Il suo debutto da regista, Il piede di Dio, sarà una delle anteprime dell’edizione numero zero di ‘Per il cinema italiano‘, il nuovo festival voluto e diretto da Felice Laudadio, in programma a Bari dal 12 al 17 gennaio. Una manifestazione, articolata in ben 10 sezioni, che ha avuto il sostegno della Regione Puglia, del Comune di Bari e della Apulia Film Commission.
Luigi Sardiello è un esordiente non esattamente giovanissimo ma con una intensa esperienza di cinema: come critico, direttore di una rivista di settore (“Filmaker’s Magazine”) e sceneggiatore (ha collaborato anche con Pupi Avati) oltre che autore di un romanzo. “Come ama dire Chabrol: ci sono due strade per passare alla regia, o fare tutta la gavetta sul set oppure fare il critico”.
È stato difficile chiudere questo primo progetto?
La sceneggiatura era pronta da tempo: all’inizio doveva produrla Gianluca Arcopinto, poi il progetto è passato a Enzo Porcelli, che ha ottenuto il finanziamento dal ministero: 700mila euro a cui si aggiungono i contributi dell’Apulia Film Commission e della Salento Film Commission: il film infatti è stato girato tra Roma e la Puglia.
La storia è quella dell’incontro tra un talent scout e un ragazzino molto dotato per il calcio.
Tutto nasce da un personaggio reale, un ragazzino che conoscevo da piccolo, quando andavo in vacanza nel Salento: era un po’ ritardato ma non sbagliava mai un rigore e io pensavo che non sbagliasse proprio perché rideva sempre. Non sentiva la paura, la pressione, la responsabilità o gli insulti del pubblico. Cosa sarebbe accaduto se a qualcuno fosse venuto in mente di farlo diventare un campione?
Questa storia vera ha dato spunto a una commedia amara.
Sì, una commedia che vorrei ricordasse la commedia italiana classica, quella di Monicelli, oppure un film che amo molto come Bellissima di Luchino Visconti, dove il mondo del cinema, con il suo cinismo, ha la stessa funzione rispetto al mondo del calcio oggi. In fondo questa è la storia di due poveri disgraziati: uno un po’ scemo, l’altro meschino, furbo ma non abbastanza da fare i soldi… un personaggio alla Alberto Sordi. Tutto questo vuole anche essere una chiave di lettura dell’Italia contemporanea.

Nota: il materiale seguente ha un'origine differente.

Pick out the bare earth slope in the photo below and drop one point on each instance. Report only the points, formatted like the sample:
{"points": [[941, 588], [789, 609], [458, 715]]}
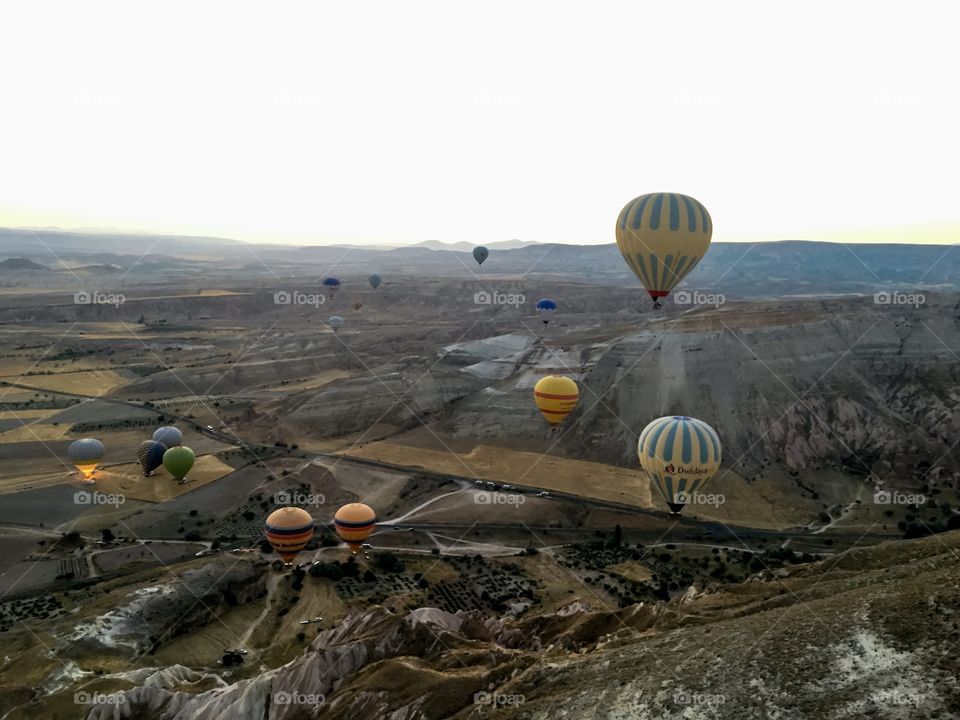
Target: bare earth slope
{"points": [[867, 633]]}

Che Italia racconta il film?
Il mondo del calcio giovanile è popolato di genitori che scaricano le proprie frustrazioni sui figli, di veline mancate, di procuratori col pelo sullo stomaco. Si sente l’ombra di calciopoli, con i tg che parlano degli scandali mentre i nostri eroi cercano di spuntare il provino giusto con una grande squadra. Il calcio c’è nelle sue due facce: quella di business senza scrupoli, con tutto il marcio e le brutture che sappiamo, e quella di grande sport di massa che suscita passioni ed emozioni fortissime e che dà una grande felicità a chi lo gioca.
I film sul calcio sono stati un punto di riferimento, in positivo o in negativo?
Non li ho mai trovati molto riusciti, perché quando si vede troppo calcio giocato al cinema si finisce per avere una sensazione di falsità. Mi piace quando al cinema si vede una partitella improvvisata, come nei film di Loach, e non la serie A o il campionato del mondo.
E il cinema che affronta il tema dell’handicap, da “Rain man” a “L’ottavo giorno”?
Ho evitato di rivedere quel tipo di film, che pure trovo molto belli.
I due protagonisti sono Emilio Sofrizzi e Filippo Pucillo.
Solfrizzi mi è sempre piaciuto molto: è un attore comico e malinconico insieme, bravo nei personaggi in bilico, e poi è perfetto per descrivere un barese che ormai vive a Roma, che si è ripulito, ed è infastidito dall’essere riconosciuto come uno di loro quando va in Puglia. Filippo è il ragazzino di Respiro e Nuovomondo: è bravissimo e gioca anche bene a calcio. Ha 18 anni ma non li dimostra con la sua faccia che può sembrare da grande o da bambino. Vive a Lampedusa con un cane, una tartaruga, un coniglio… Ho dato al personaggio di Elia molte sue cose.
C’è un gioco di parole tra il piede di Dio e la mano di Dio? Un riferimento al miracolo Maradona?
No, anche se l’espressione “il piede di Dio” vuole suggerire l’idea che ci siano tra noi delle divinità insospettabili. Elia quando tocca la palla è divino anche se il destino per il resto non è stato benigno con lui. Mi fa pensare all’albatro di Baudelaire, che quando vola è elegante e bellissimo e quando mette le zampe a terra diventa goffo e impacciato.